Details
-
New Feature
-
Status: Open
-
Major
-
Resolution: Unresolved
-
None
-
None
-
None
-
None
Description
Machine Learning functions
- HiveMall has demonstrated how to do machine learning in Hive. It has an extensive set of functions; it shows a way through UDTFs and Amplify technique to do iterative computations. There is a lot of interest in the Hive User community to use HiveMall.
- Other possible ways to expose machine learning functionality:
- via Script Operator(Or Table Functions) that call out to a Machine Learning service like Oxdata. In this scheme the service's nodes would communicate outside of hive, process the data in multiple iterations and then return the result back into the hive pipeline.
- At the language level, provide an iteration mechanism in Hive: this has more general applications: to express Recursive CTEs and also to express Graph Algorithms.
Model Application
Even when Regression/Classification models are build in other tools we should provide a way to evaluate these models against the entire dataset residing in Hive.

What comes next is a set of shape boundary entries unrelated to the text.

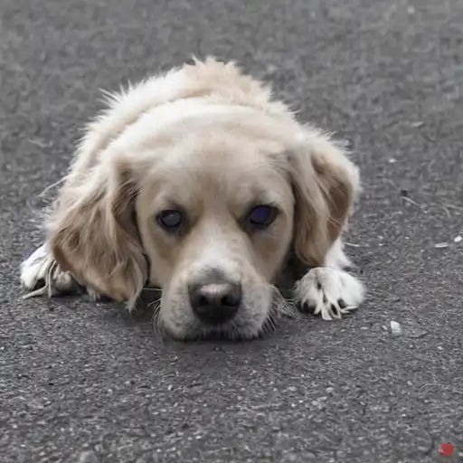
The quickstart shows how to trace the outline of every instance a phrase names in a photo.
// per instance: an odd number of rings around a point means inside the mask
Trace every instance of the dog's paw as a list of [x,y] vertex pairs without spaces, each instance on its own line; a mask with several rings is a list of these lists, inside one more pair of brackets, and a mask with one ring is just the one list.
[[25,298],[43,294],[51,297],[77,288],[71,274],[60,269],[44,244],[21,264],[21,283],[32,291]]
[[321,314],[323,319],[341,318],[354,310],[364,298],[364,288],[354,277],[329,267],[309,270],[298,281],[294,298],[303,309]]

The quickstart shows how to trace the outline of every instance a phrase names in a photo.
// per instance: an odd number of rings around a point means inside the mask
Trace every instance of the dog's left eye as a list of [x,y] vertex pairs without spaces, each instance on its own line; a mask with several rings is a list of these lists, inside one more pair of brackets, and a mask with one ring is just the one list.
[[175,232],[184,222],[184,214],[180,211],[166,210],[159,213],[156,220],[157,223],[167,232]]
[[277,210],[272,206],[260,205],[252,208],[247,222],[254,228],[267,228],[277,218]]

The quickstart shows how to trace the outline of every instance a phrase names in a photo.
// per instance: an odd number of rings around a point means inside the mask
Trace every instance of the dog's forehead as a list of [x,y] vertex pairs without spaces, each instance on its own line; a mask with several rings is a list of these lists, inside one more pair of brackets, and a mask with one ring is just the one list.
[[198,198],[237,205],[258,198],[278,202],[288,194],[285,175],[275,162],[284,156],[279,151],[265,140],[184,140],[163,154],[150,184],[155,194],[179,203]]

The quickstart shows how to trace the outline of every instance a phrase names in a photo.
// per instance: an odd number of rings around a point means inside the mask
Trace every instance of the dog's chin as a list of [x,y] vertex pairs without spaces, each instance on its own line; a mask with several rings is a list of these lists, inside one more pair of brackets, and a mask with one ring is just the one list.
[[293,313],[291,306],[275,290],[269,307],[262,312],[238,314],[232,320],[222,324],[205,325],[194,318],[182,329],[178,326],[171,329],[161,319],[157,319],[156,325],[163,336],[177,341],[251,341],[265,338],[273,333],[279,320],[283,317],[291,317]]

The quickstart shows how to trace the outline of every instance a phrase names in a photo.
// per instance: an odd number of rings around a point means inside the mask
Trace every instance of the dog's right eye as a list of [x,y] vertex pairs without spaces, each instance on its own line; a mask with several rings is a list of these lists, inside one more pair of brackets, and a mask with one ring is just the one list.
[[160,227],[167,232],[175,232],[184,222],[184,214],[180,211],[168,209],[162,211],[156,216],[156,220]]

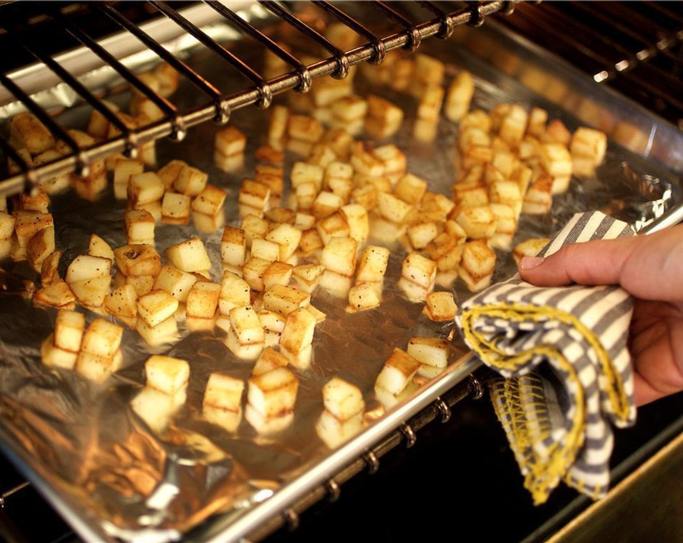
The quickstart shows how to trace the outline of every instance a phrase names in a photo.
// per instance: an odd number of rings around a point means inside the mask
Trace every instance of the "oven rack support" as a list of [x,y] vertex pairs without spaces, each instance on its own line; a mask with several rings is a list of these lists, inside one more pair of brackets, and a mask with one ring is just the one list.
[[139,146],[145,143],[164,137],[180,141],[184,137],[187,129],[191,126],[208,121],[224,124],[229,121],[231,112],[236,109],[250,105],[267,107],[275,95],[291,89],[301,93],[307,92],[310,89],[313,79],[326,75],[343,79],[348,73],[349,68],[354,65],[364,61],[370,64],[379,64],[384,59],[387,52],[402,48],[413,51],[419,46],[423,40],[432,36],[446,39],[459,25],[478,26],[491,14],[512,13],[515,4],[520,1],[523,0],[492,0],[454,4],[448,3],[448,6],[457,8],[451,11],[447,11],[445,8],[447,6],[444,6],[441,2],[410,2],[409,3],[417,5],[421,8],[421,12],[425,12],[430,16],[430,18],[426,21],[415,23],[402,14],[402,12],[397,10],[392,2],[378,0],[372,3],[377,9],[378,14],[402,27],[402,30],[400,31],[384,36],[373,33],[332,2],[310,2],[329,14],[333,20],[340,22],[353,30],[365,40],[365,44],[359,47],[350,51],[342,51],[313,27],[297,18],[294,12],[285,9],[281,3],[271,0],[259,0],[259,3],[264,8],[298,32],[316,42],[330,54],[326,58],[305,65],[289,53],[282,44],[271,40],[225,5],[215,0],[205,0],[204,3],[217,12],[226,22],[238,28],[244,34],[260,42],[292,68],[292,71],[288,73],[266,79],[249,64],[186,18],[180,10],[176,10],[170,3],[163,0],[148,0],[148,3],[153,6],[160,15],[173,20],[182,31],[215,52],[226,64],[251,82],[251,85],[245,89],[227,94],[221,94],[213,83],[206,81],[182,60],[166,50],[161,43],[138,28],[120,12],[120,10],[117,10],[115,3],[88,3],[89,9],[98,11],[102,15],[110,18],[122,29],[122,33],[135,35],[162,61],[168,62],[182,77],[189,80],[197,88],[197,92],[206,96],[207,101],[203,105],[184,111],[180,111],[170,100],[150,89],[132,70],[124,66],[92,38],[86,30],[70,18],[64,12],[68,11],[68,5],[67,8],[62,8],[60,4],[38,2],[45,14],[62,25],[64,31],[75,39],[82,46],[83,51],[96,55],[102,66],[108,65],[113,68],[122,79],[151,100],[161,110],[163,118],[139,128],[126,126],[109,111],[93,90],[87,89],[76,77],[61,67],[53,57],[42,51],[41,47],[36,44],[34,38],[31,38],[33,36],[31,33],[25,31],[25,29],[16,28],[0,20],[0,32],[10,35],[21,47],[31,53],[39,63],[44,64],[57,73],[62,81],[79,95],[81,100],[87,102],[94,109],[104,115],[114,124],[120,132],[115,137],[85,148],[79,148],[67,133],[66,128],[56,122],[50,112],[39,105],[33,96],[25,92],[16,84],[12,73],[0,72],[0,85],[9,91],[25,109],[34,113],[45,124],[53,133],[55,139],[64,141],[70,150],[70,152],[55,160],[38,167],[32,167],[22,158],[6,136],[0,132],[0,151],[5,154],[6,158],[11,159],[18,169],[18,173],[10,175],[3,180],[0,177],[0,196],[29,191],[44,179],[72,172],[78,175],[85,175],[89,165],[94,162],[117,153],[135,156]]

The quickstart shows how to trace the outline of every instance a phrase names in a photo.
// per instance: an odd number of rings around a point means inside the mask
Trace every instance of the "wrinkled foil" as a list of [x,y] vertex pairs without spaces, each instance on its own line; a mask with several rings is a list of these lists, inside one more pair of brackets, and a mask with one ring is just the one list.
[[[248,48],[239,43],[232,45],[248,53]],[[421,51],[443,60],[449,74],[460,68],[473,72],[477,83],[474,107],[489,109],[501,102],[546,105],[514,81],[456,48],[439,42],[426,43]],[[252,54],[257,64],[260,53]],[[225,79],[219,73],[221,65],[206,51],[189,51],[186,57],[201,73]],[[456,126],[441,120],[433,142],[417,141],[411,137],[413,99],[389,89],[373,89],[363,82],[362,75],[357,77],[361,94],[380,93],[404,107],[406,119],[392,141],[406,152],[410,172],[428,180],[431,190],[450,195],[456,174]],[[193,96],[186,94],[191,91],[181,87],[173,99],[191,102]],[[58,96],[55,91],[53,98]],[[122,104],[127,99],[125,94],[111,98]],[[63,115],[65,123],[73,123],[70,126],[83,126],[87,118],[85,110],[79,107]],[[207,171],[210,182],[228,191],[225,224],[237,225],[238,192],[242,180],[253,173],[253,153],[264,141],[267,115],[255,108],[234,114],[231,122],[248,138],[245,167],[235,173],[223,173],[212,164],[213,138],[218,128],[211,124],[191,128],[182,143],[158,142],[158,164],[180,158]],[[562,118],[568,126],[578,126],[569,113],[557,109],[552,117]],[[285,171],[294,159],[288,157]],[[522,216],[514,243],[531,236],[551,237],[573,213],[596,208],[638,229],[665,213],[679,197],[673,176],[641,156],[611,145],[596,176],[574,180],[566,194],[555,197],[551,213]],[[126,242],[122,226],[125,207],[125,202],[113,199],[111,186],[94,202],[70,193],[54,197],[51,210],[57,247],[64,251],[62,273],[76,255],[87,252],[91,233],[113,247]],[[192,221],[186,226],[157,225],[156,247],[161,253],[168,245],[199,235],[214,263],[212,277],[219,281],[221,232],[219,228],[198,232]],[[423,304],[410,301],[398,287],[405,251],[395,237],[377,232],[373,236],[369,242],[392,249],[380,307],[350,314],[345,310],[343,292],[318,288],[311,302],[327,318],[316,326],[309,367],[296,371],[300,385],[293,421],[273,434],[259,434],[243,417],[232,429],[234,421],[225,420],[221,425],[220,417],[209,420],[202,410],[204,389],[211,372],[228,372],[247,379],[253,365],[230,352],[220,328],[190,332],[179,322],[180,340],[161,350],[149,348],[135,331],[126,329],[123,369],[101,386],[75,372],[46,367],[40,361],[40,345],[53,330],[56,311],[33,305],[27,292],[37,279],[25,263],[7,263],[0,279],[3,286],[0,290],[3,446],[22,458],[74,514],[103,537],[170,541],[212,515],[236,518],[273,496],[283,484],[296,482],[331,454],[332,449],[314,430],[322,409],[321,387],[329,378],[339,376],[360,387],[367,402],[367,426],[376,423],[386,410],[375,398],[374,384],[395,346],[405,348],[415,335],[438,335],[453,339],[453,363],[466,352],[453,323],[430,321],[421,314]],[[510,277],[515,270],[510,253],[499,251],[494,281]],[[438,288],[451,290],[456,302],[471,295],[460,281],[447,281]],[[88,322],[94,316],[87,312]],[[131,400],[144,386],[145,361],[159,352],[186,359],[191,367],[186,400],[161,434],[130,407]]]

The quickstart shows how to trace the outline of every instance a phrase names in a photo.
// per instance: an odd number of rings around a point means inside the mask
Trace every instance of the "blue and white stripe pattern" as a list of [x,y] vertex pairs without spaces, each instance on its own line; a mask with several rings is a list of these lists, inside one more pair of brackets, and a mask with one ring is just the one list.
[[[599,212],[577,214],[540,255],[633,234]],[[594,499],[609,489],[611,425],[636,419],[632,306],[619,286],[536,287],[516,275],[460,308],[465,341],[502,378],[492,400],[537,503],[561,479]]]

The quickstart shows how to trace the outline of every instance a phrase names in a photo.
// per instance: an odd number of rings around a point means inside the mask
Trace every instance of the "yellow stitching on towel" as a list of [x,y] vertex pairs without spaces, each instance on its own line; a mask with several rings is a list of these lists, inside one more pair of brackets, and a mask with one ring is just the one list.
[[[615,372],[609,356],[603,348],[598,337],[591,330],[589,329],[575,316],[555,307],[538,307],[520,303],[506,304],[505,305],[487,304],[478,305],[463,311],[463,334],[465,339],[468,340],[469,344],[474,345],[474,349],[477,354],[490,365],[512,371],[526,363],[533,354],[541,353],[538,348],[535,348],[518,355],[507,355],[498,348],[497,342],[487,341],[474,332],[473,323],[481,315],[499,317],[516,322],[531,320],[537,322],[542,318],[551,317],[569,326],[574,326],[585,337],[588,343],[595,350],[598,359],[607,379],[607,392],[613,411],[623,421],[628,419],[630,406],[624,390],[624,383],[619,378],[618,374]],[[497,341],[499,341],[499,339],[496,340],[496,342]],[[483,348],[482,346],[488,350]],[[502,358],[491,356],[490,353],[492,352]]]

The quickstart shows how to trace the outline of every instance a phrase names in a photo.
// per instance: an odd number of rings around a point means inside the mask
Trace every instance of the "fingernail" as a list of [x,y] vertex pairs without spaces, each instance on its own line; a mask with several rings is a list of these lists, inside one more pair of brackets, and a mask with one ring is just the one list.
[[543,264],[546,259],[540,256],[525,256],[519,261],[519,268],[520,270],[531,270]]

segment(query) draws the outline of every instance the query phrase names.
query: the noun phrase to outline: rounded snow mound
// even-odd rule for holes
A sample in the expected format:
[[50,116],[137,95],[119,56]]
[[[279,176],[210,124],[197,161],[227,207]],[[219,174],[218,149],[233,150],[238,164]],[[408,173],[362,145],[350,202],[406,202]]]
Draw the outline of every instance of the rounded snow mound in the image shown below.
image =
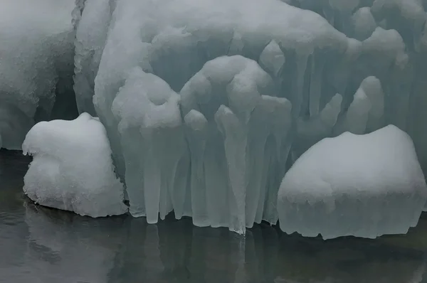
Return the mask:
[[105,129],[83,113],[72,121],[41,122],[22,145],[33,156],[24,193],[42,205],[100,217],[126,213]]
[[324,239],[374,238],[416,225],[427,186],[412,140],[395,126],[324,139],[280,185],[280,228]]

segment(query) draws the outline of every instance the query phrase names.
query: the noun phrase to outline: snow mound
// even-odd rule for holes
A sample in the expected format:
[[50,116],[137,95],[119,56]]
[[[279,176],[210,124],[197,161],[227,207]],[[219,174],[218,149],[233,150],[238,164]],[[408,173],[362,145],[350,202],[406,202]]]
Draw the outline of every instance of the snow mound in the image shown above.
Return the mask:
[[374,238],[416,226],[426,200],[412,140],[389,125],[312,146],[285,176],[278,210],[288,233]]
[[125,213],[105,129],[87,113],[36,124],[22,145],[33,156],[24,193],[42,205],[100,217]]
[[9,0],[0,9],[0,147],[19,149],[38,121],[77,115],[73,0]]

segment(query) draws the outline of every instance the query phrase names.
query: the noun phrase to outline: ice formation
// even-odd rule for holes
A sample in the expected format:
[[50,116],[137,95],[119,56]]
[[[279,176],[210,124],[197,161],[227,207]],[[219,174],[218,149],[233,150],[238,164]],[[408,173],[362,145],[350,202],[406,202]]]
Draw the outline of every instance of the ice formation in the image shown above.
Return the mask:
[[34,122],[77,115],[72,10],[70,0],[2,2],[0,148],[21,149]]
[[36,124],[22,145],[33,156],[24,193],[43,205],[92,217],[125,213],[104,126],[87,113]]
[[304,153],[285,175],[278,197],[280,228],[323,238],[376,237],[415,227],[427,186],[405,132],[393,125],[345,132]]
[[274,224],[307,149],[389,124],[427,169],[419,0],[78,0],[73,14],[79,111],[105,126],[135,216]]

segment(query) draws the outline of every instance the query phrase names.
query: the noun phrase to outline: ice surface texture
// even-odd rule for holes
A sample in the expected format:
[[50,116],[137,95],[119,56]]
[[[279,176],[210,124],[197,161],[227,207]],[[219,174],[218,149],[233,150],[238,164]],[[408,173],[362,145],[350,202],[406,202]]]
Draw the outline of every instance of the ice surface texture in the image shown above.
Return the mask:
[[2,1],[0,148],[20,149],[36,122],[77,116],[72,88],[73,4]]
[[278,192],[280,228],[329,239],[404,234],[415,227],[427,186],[411,138],[395,126],[345,132],[312,146]]
[[22,149],[33,156],[23,191],[36,203],[92,217],[127,210],[105,129],[97,118],[83,113],[73,121],[41,122]]
[[287,169],[346,131],[395,124],[427,164],[423,6],[285,2],[77,1],[79,110],[105,126],[132,215],[275,223]]

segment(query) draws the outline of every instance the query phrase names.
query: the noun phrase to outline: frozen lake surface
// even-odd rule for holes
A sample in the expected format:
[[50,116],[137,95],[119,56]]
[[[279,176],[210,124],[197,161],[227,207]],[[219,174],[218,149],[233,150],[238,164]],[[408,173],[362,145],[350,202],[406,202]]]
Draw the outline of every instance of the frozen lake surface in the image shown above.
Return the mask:
[[268,225],[243,239],[190,219],[94,219],[31,203],[28,162],[0,151],[0,282],[427,282],[426,215],[406,235],[330,241]]

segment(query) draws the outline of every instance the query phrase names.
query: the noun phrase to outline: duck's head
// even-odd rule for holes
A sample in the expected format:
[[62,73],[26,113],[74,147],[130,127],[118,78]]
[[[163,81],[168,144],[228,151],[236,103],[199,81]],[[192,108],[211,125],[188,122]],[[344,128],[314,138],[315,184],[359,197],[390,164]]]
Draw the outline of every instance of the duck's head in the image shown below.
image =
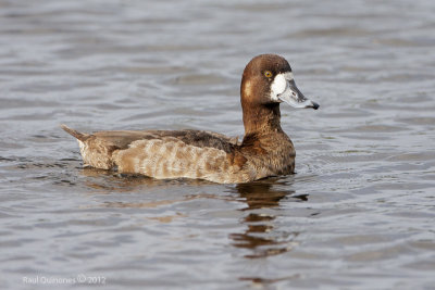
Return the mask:
[[288,62],[276,54],[260,54],[245,67],[240,87],[241,104],[271,105],[286,102],[294,108],[319,109],[296,87]]

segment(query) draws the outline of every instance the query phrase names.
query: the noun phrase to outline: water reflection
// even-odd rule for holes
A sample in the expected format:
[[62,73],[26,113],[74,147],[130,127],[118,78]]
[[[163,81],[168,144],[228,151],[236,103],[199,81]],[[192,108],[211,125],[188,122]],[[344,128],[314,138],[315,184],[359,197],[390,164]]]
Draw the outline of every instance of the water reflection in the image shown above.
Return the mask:
[[[288,252],[295,245],[297,231],[277,228],[276,211],[279,211],[279,201],[284,198],[295,198],[306,201],[308,196],[295,197],[295,191],[288,185],[275,182],[275,179],[268,179],[258,182],[237,185],[236,190],[247,204],[247,215],[243,223],[247,228],[244,232],[231,234],[233,245],[241,249],[249,249],[251,253],[245,257],[258,259],[270,255],[277,255]],[[279,185],[277,187],[276,185]],[[272,210],[272,211],[271,211]]]

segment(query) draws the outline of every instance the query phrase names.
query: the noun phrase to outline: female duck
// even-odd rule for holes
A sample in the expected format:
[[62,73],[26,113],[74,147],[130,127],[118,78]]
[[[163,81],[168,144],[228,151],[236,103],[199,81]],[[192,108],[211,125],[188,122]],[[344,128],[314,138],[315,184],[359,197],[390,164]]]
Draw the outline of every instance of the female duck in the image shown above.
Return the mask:
[[279,124],[279,103],[319,104],[296,87],[288,62],[261,54],[244,71],[240,86],[245,136],[240,142],[202,130],[112,130],[77,138],[84,166],[159,179],[198,178],[220,184],[249,182],[295,171],[295,148]]

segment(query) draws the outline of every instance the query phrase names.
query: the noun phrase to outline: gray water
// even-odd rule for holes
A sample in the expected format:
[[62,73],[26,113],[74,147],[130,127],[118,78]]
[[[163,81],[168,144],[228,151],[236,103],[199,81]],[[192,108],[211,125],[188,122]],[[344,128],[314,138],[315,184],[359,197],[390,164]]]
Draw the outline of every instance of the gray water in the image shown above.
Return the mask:
[[[0,0],[1,289],[435,289],[435,2]],[[278,53],[297,174],[83,169],[59,124],[243,136]]]

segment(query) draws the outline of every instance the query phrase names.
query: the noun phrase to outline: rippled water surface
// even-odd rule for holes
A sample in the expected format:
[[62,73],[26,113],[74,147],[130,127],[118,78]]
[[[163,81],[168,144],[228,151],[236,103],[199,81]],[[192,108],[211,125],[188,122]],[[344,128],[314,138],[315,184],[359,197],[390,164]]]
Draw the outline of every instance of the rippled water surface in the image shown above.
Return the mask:
[[[0,0],[0,288],[434,289],[434,14],[431,0]],[[241,72],[264,52],[321,104],[282,105],[296,175],[83,169],[59,128],[241,137]]]

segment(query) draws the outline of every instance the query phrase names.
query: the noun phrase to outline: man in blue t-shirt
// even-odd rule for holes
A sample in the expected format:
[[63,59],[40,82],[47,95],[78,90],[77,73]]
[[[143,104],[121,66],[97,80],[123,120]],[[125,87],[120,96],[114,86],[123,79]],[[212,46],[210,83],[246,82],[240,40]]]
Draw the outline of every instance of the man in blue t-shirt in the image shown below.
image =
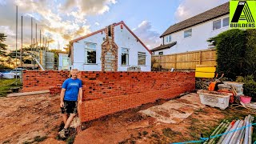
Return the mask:
[[71,78],[66,79],[62,84],[60,106],[65,126],[58,132],[61,138],[66,138],[68,133],[67,128],[78,113],[78,104],[82,103],[82,81],[78,78],[78,73],[77,69],[72,70]]

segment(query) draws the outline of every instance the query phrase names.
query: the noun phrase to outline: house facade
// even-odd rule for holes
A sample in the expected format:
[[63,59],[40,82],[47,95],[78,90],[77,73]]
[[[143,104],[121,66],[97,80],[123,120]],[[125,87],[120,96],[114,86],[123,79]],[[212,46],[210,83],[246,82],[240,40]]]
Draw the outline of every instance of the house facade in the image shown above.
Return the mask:
[[229,30],[229,2],[170,26],[161,36],[154,55],[166,55],[213,48],[210,38]]
[[70,42],[70,68],[150,71],[151,51],[122,21]]
[[70,70],[70,58],[68,54],[58,54],[58,70]]

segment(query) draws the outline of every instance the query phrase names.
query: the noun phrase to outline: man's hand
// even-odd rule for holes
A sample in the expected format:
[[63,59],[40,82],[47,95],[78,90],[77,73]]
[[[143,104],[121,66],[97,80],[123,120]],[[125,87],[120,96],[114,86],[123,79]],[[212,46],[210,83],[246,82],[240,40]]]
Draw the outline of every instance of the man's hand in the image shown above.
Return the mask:
[[64,102],[61,102],[61,104],[59,105],[61,107],[64,107]]

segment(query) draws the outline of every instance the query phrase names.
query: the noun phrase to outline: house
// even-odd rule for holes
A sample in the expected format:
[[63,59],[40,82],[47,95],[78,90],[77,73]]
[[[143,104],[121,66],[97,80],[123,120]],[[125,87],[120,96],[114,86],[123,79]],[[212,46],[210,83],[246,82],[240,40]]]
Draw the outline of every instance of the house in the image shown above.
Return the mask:
[[70,70],[70,58],[68,54],[58,54],[58,70]]
[[161,36],[161,46],[150,50],[166,55],[213,48],[210,38],[229,30],[230,3],[226,2],[170,26]]
[[79,70],[151,70],[151,51],[122,21],[70,41],[69,57]]

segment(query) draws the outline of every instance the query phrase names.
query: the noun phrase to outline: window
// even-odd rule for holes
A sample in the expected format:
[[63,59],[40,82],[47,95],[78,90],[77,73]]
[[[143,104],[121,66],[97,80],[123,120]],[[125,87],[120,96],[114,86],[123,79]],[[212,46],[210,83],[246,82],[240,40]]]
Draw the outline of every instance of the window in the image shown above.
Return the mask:
[[213,23],[213,30],[220,29],[222,27],[222,20],[214,21]]
[[226,27],[226,26],[228,26],[229,25],[230,25],[230,17],[226,17],[225,18],[214,21],[213,22],[213,30],[214,30],[217,29],[220,29],[222,27]]
[[192,36],[192,29],[187,30],[184,31],[184,38]]
[[171,35],[166,36],[166,43],[169,43],[171,42]]
[[129,65],[129,49],[122,48],[122,65]]
[[222,19],[222,27],[227,26],[230,25],[230,17],[225,18]]
[[96,63],[96,43],[86,42],[86,63]]
[[138,66],[146,65],[146,53],[138,52]]

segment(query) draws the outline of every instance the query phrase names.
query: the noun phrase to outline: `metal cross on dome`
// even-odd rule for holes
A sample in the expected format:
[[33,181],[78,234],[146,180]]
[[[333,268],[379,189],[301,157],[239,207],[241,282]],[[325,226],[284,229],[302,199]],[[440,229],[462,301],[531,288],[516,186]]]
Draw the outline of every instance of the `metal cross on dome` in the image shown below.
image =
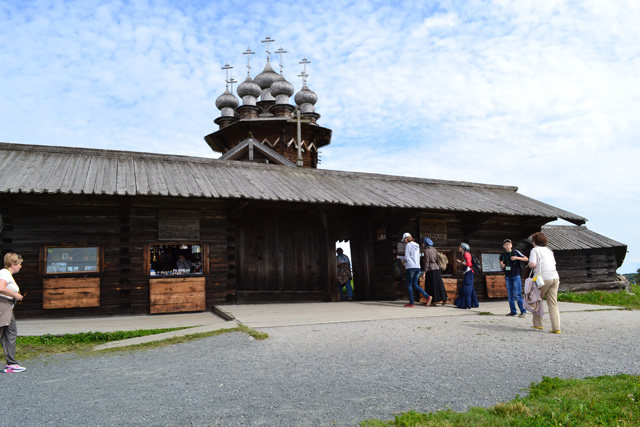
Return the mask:
[[307,74],[307,64],[311,64],[311,61],[309,61],[307,58],[303,58],[302,61],[299,62],[299,64],[302,64],[302,73],[298,74],[298,77],[302,77],[302,84],[306,86],[307,77],[309,77],[309,74]]
[[254,55],[255,52],[252,52],[251,49],[247,48],[245,52],[242,52],[243,55],[247,55],[247,76],[251,77],[251,55]]
[[282,48],[280,48],[280,49],[276,50],[276,53],[280,55],[280,75],[282,75],[282,67],[283,67],[283,65],[282,65],[282,54],[283,53],[287,53],[287,51],[283,50]]
[[222,70],[225,70],[226,73],[226,78],[224,79],[224,81],[227,82],[227,90],[229,90],[229,70],[231,70],[232,68],[233,67],[229,65],[229,63],[224,64],[224,67],[221,68]]
[[267,44],[267,62],[269,62],[269,55],[271,55],[271,52],[269,52],[269,43],[273,43],[275,40],[272,39],[271,37],[267,36],[264,40],[262,40],[262,43],[266,43]]

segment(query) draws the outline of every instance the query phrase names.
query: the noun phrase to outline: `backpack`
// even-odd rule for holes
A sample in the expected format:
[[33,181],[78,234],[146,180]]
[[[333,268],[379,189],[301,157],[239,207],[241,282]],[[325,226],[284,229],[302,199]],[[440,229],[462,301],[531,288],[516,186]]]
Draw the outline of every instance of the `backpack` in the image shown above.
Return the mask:
[[[471,254],[471,252],[469,252]],[[471,254],[471,268],[473,268],[474,273],[479,273],[482,268],[480,267],[480,260],[474,254]]]
[[440,270],[446,270],[447,264],[449,264],[449,258],[442,252],[438,252],[438,267],[440,267]]

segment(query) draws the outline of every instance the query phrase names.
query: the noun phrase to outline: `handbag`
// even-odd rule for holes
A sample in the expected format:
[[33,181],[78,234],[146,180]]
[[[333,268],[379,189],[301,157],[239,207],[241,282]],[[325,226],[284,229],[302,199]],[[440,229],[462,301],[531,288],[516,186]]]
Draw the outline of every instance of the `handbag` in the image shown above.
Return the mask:
[[[540,254],[538,254],[538,265],[536,268],[538,269],[538,275],[533,276],[533,283],[535,283],[538,288],[541,288],[544,286],[544,280],[542,279],[542,256]],[[531,271],[531,274],[533,274],[533,271]]]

These can be exposed as UDFs in Hive. A possible route could be a generic PMML based module, for e.g. JPMML-Hive. Or we should provide integration for specific libraries: Spark MLLib, R and Python (SciPy/NumPy) seem the most popular toolkits.
The goal would be to provide Machine Learning functionality as a Feature of Hive like MadLib on Postgres, Pivotal, Impala etc.
Capturing this high level requirement in this jira.